Article 21 (articles L. 441-6, L. 441-7 et L. 441-2-1 du code de commerce) : Assouplissement des possibilités de différenciation tarifaire ; allégement du formalisme des contrats ; exigence de contreparties à la négociation tarifaire portant sur les produits agricoles périssables

La commission a examiné conjointement cinq amendements :

– un amendement de M. André Chassaigne, supprimant les trois premiers alinéas de l’article 21, qui prévoient que les conditions générales de vente peuvent être différenciées selon les catégories d’acheteurs de produits ou de demandeurs de prestations de services, et qui disposent en outre que tout producteur peut convenir avec un acheteur de conditions particulières de vente ;

– un amendement du même auteur, substituant aux alinéas précités, un dispositif prévoyant que les opérations de mise en tête de gondole, promotions des enseignes, référencement et autre service commercial relèvent du distributeur et ne peuvent faire l’objet d’aucune contrepartie financière de la part du fournisseur ;

– un amendement rédactionnel du rapporteur ;

– un amendement de M. Lionel Tardy, complétant la définition des conditions particulières de vente en précisant que l’octroi d’avantages supplémentaires dans le cadre des conditions particulières de vente doit se justifier par une contrepartie de la part du client ;

– et un amendement du rapporteur, permettant la prestation de services de coopération commerciale entre professionnels, et non plus seulement entre un professionnel et un consommateur non professionnel.

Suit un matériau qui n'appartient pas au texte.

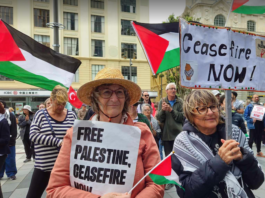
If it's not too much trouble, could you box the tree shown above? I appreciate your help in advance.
[163,13,200,98]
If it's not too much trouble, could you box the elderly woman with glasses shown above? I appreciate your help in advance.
[173,90,264,198]
[47,67,164,198]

Le rapporteur a fait une présentation générale de l’article 21 et de ses amendements. S’agissant de la notion de discrimination, il ne peut y avoir de commerce sans différence tarifaire. C’est pourquoi le Gouvernement réintroduit la négociabilité à l’article 21 du projet de loi. On peut négocier les conditions générales de vente, à la condition expresse que cette négociation n’obéisse pas à la loi de la jungle, mais repose sur la loyauté, la conformité au bon sens économique, et des engagements qui soient réciproques. Le dispositif prévu par le projet de loi est fondé sur une convention unique, et ne devra pas créer de déséquilibres significatifs. Il faudra sanctionner tout ce qui fait augmenter indûment les tarifs.

Se déclarant favorable à une vraie concurrence, le rapporteur considère comme normal qu’il y ait des différences au bénéfice d’un client qui paie plus tôt, ou encore d’un client qui augmente le volume de sa commande, car cela est intéressant pour le fournisseur.

Il existe trois manières d’obtenir des avantages : les baisses, sous forme de rabais, ristournes, ou remises ; les services distincts ; la coopération commerciale.

L’objectif consiste avec cette convention à rassembler les trois éléments dans une seule et même négociation. La convention pourra bien entendu être modifiée en cours d’année, par exemple, si le client accroît substantiellement le volume de sa commande. Si un déséquilibre significatif est créé entre les engagements des parties, il donnera lieu à sanction.

Le rapporteur s’est également déclaré favorable à la coopération commerciale, fort utile aux petites entreprises puisqu’elle leur permet de faire de la publicité sur le lieu de vente alors qu’elles ne sont pas à même de le faire à la télévision et qu’elles peuvent ainsi mieux promouvoir de nouveaux produits et mieux réagir face à la concurrence. Cette coopération figurera dans la convention et continuera à être facturée par le distributeur. En revanche, les services distincts figureront uniquement sur la facture du fournisseur.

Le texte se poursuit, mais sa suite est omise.